Congenital syphilis: How long do we have to deal?
Congenital syphilis is a preventable disease and its presence reflects a failure of prenatal care delivery system, as well as syphilis control programs. Adequate antenatal screening is a boon to prevent cases of congenital syphilis. There have been sporadic case reports of congenital syphilis in our country, but the exact disease burden is not very clear.

The present case has been published in the Indian Journal of Child Health. A male neonate born to a G3P1A1L1 mother by full-term normal vaginal delivery. He was born to a non-consanguineous parents, with a birth weight of 3.8 kg.. Mother had an uneventful pregnancy, however, found to be venereal disease research laboratory (VDRL) positive. During her first pregnancy, mother was VDRL positive, the female baby was born, who was asymptomatic and VDRL negative at the time of birth and continued the same status till date.

During the second pregnancy, the outcome was abortion. This time during the third pregnancy; VDRL was positive, but quantitative titers were not available. She was treated with Inj. benzathine penicillin before this pregnancy but repeat VDRL titer post-treatment was not available. No treatment was taken during the pregnancy.The baby cried immediately after birth. On examination, vitals were stable; cry, tone, and activity were normal and no markers of syphilis were found on the clinical examination.

The baby was taking breastfeeds normally and passing urine and stools adequately. On laboratory investigation, serum VDRL was reactive (1:256), T. pallidum hemagglutination assay (TPHA) was detected (1:160), and cerebrospinal fluid (CSF) VDRL was also reactive. After delivery, maternal VDRL was reactive (1:32) and TPHA was detected (1:1280). There was a 4-fold rise in neonatal VDRL titers.

Other investigations in the neonate revealed normal hemogram, negative sepsis screen, normal liver, and renal function tests and negative results for hepatitis B surface antigen, anti-hepatitis C virus, and human immunodeficiency virus.

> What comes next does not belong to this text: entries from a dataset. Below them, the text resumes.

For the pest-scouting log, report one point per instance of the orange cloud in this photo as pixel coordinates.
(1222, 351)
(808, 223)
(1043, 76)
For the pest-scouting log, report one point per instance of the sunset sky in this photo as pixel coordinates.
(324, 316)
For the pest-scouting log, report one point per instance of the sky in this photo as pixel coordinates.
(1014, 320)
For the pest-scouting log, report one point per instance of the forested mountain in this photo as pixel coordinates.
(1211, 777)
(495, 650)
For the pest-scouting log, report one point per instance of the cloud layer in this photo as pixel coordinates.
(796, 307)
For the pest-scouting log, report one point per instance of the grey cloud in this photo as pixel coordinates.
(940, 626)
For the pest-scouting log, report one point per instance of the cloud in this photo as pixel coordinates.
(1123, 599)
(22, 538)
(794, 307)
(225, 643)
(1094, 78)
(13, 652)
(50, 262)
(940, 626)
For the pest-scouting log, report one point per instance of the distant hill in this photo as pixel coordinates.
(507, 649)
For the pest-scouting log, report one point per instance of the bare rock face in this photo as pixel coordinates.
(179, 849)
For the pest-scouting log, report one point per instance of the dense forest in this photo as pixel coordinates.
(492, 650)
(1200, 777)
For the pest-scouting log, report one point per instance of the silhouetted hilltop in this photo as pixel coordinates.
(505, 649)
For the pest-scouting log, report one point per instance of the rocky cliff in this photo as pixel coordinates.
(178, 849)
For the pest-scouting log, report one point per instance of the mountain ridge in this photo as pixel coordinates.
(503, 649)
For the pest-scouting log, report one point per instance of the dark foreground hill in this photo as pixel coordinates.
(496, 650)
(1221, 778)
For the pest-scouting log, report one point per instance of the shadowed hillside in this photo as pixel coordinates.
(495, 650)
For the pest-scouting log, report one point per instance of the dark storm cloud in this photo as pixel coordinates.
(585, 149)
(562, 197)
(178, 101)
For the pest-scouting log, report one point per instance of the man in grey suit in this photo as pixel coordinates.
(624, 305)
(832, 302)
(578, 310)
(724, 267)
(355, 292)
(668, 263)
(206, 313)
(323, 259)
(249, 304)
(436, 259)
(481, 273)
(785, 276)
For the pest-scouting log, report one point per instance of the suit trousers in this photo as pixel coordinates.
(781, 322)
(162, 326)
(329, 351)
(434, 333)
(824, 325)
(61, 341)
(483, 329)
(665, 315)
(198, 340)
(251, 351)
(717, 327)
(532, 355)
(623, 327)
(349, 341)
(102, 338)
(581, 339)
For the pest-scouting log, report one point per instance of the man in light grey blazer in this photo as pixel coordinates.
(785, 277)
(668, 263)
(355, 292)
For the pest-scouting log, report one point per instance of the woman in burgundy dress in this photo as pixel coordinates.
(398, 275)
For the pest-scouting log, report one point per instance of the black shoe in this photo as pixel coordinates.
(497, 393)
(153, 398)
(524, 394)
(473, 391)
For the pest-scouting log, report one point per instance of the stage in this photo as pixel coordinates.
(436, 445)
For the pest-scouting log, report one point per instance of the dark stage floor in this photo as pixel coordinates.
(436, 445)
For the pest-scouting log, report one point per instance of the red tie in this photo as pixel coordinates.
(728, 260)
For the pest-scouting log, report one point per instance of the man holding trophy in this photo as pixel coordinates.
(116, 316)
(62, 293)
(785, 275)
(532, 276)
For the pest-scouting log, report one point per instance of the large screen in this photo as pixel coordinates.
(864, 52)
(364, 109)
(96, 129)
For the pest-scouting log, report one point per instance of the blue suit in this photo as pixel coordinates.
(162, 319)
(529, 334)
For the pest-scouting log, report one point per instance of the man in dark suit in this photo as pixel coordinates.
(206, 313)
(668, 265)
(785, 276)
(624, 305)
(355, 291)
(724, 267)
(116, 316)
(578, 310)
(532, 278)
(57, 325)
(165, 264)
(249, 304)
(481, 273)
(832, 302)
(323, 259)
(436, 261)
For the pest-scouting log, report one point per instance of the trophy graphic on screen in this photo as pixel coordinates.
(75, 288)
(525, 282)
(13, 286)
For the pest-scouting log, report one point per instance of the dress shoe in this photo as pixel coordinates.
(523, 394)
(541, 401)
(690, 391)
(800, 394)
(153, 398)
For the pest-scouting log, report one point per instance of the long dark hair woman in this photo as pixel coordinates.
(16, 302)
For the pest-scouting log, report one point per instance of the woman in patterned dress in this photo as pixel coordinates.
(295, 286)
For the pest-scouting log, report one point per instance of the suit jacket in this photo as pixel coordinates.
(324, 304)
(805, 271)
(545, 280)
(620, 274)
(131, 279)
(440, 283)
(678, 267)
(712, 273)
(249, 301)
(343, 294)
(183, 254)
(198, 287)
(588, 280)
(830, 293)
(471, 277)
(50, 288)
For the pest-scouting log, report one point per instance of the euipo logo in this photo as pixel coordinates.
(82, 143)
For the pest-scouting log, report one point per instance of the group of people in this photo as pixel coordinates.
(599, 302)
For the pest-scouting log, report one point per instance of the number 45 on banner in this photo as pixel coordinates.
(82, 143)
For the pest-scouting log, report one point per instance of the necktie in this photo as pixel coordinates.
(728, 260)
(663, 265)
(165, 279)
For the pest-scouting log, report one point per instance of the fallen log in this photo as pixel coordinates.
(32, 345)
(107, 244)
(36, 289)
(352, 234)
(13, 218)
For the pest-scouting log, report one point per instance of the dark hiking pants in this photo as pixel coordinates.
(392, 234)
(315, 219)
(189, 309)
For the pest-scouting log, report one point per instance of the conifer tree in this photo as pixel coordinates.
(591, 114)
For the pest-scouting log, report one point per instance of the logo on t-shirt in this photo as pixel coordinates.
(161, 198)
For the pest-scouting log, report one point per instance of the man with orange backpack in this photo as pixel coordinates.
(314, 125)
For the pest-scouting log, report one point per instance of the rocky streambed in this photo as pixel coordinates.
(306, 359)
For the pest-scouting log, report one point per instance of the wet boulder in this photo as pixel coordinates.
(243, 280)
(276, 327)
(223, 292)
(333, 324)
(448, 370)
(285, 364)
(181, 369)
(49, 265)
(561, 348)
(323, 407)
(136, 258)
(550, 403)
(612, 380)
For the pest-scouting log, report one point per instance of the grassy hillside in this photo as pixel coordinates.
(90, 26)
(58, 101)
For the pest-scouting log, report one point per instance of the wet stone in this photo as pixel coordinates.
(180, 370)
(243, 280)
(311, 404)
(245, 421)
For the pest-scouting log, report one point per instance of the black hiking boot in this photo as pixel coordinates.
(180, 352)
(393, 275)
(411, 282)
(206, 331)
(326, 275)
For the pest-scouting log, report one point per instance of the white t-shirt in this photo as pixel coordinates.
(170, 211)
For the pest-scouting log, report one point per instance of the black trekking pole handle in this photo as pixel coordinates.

Radiological investigations were normal with normal ultrasonography abdomen. Diagnosis of congenital neurosyphilis was made based on positive serological tests. Neonate was managed with intravenous sodium benzylpenicillin G-50,000 U/kg/dose twice daily for 7 days, then thrice daily for next 3 days and supportive therapy.

During follow-up, the patient was asymptomatic, and CSF and serum VDRL were non-reactive after 6 months. Later, the mother was treated with Inj. benzathine penicillin as per guidelines and VDRL became non-reactive.